The Independent Television Commission’s (ITC) decision last week to ban Tango’s latest television advertisement has brought the protection the 9pm watershed affords parents under the public spotlight.
The ad was moved post-watershed following complaints that it encouraged bullying. Finally, it was suspended altogether.
With more than two-thirds of children watching TV after the watershed, is there still life in this somewhat prehistoric regulation?
Children’s viewing habits are predominantly affected by the way we live together. Two in every five marriages end in divorce, seven out of ten divorcing couples have children, over a third of births are outside marriage, and a fifth of families are headed by a lone parent. That said, there are still 16 million families in the UK, of which four out of five are headed by a couple – so it’s not all bad news.
One of the triggers for this significant transformation in the way families are constructed is the number of women entering the labour force. In 1996, 61 per cent of women with dependent children were working, compared with 46 per cent in 1983. The biggest incentive to work is the financial independence it brings, giving women the confidence to move out of unhappy relationships.
A recent investigation by the Mental Health Foundation found one in five young people have experienced mental health problems. One of the root causes of this is the lack of time parents have to spend with their children as they constantly juggle elements of their daily life.
Parents are relinquishing some of their responsibilities and handing control to the world of TV.
Children seem to be spending more of their free time in their bedroom. Two out of three children now have a TV in their room, which includes half of all six- to seven-year-olds. It’s no surprise, then, that 50 per cent of all six- to eight-year-olds watch TV after the 9pm watershed. It turns out that their favourite programme recently was the sequel to Die Hard; Die Hard with a Vengeance.

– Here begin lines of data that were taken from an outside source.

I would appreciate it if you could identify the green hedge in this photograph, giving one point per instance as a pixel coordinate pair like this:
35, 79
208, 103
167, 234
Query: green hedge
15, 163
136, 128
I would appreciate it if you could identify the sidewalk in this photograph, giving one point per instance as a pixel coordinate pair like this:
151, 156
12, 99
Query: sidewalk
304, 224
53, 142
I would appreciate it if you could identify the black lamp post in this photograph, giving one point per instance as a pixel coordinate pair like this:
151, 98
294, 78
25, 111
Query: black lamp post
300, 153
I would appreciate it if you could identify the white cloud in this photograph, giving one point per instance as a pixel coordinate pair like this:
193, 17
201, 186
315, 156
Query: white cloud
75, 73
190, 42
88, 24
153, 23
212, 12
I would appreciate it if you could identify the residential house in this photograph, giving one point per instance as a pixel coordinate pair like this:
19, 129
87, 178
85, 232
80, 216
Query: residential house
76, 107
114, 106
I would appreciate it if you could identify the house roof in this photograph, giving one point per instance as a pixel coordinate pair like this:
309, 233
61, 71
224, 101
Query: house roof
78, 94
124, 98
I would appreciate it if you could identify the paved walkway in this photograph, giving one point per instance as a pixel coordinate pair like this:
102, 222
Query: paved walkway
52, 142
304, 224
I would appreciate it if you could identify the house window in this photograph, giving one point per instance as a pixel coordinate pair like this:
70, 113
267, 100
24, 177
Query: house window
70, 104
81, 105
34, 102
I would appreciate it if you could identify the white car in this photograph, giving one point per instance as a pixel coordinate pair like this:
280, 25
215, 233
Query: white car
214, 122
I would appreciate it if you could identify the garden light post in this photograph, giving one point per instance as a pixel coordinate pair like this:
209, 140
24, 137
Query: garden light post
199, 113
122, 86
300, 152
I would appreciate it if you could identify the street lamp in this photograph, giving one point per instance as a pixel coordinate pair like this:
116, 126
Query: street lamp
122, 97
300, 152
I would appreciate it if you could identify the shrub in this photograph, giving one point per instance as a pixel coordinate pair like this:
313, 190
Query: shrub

If children are exposed to TV before they are put to sleep, it could affect their mental behaviour. There is also evidence that children who watch too much TV could become overweight.
With rapid technological developments bringing more screen-based activities, such as surfing the Internet, parents need to know that there is a bigger “corporate parent” out there. You could argue the ITC is that “parent”. The implementation of policies such as the watershed reassures busy parents that someone is protecting their children from the evils of the TV screen.
By eliminating the watershed, TV companies could exploit our children’s viewing by having the right to broadcast the most commercial programmes regardless of content. That’s potentially more sex and violence – all in the name of ratings.
We need to support the ITC. The ITC is the Nineties version of Mary Whitehouse.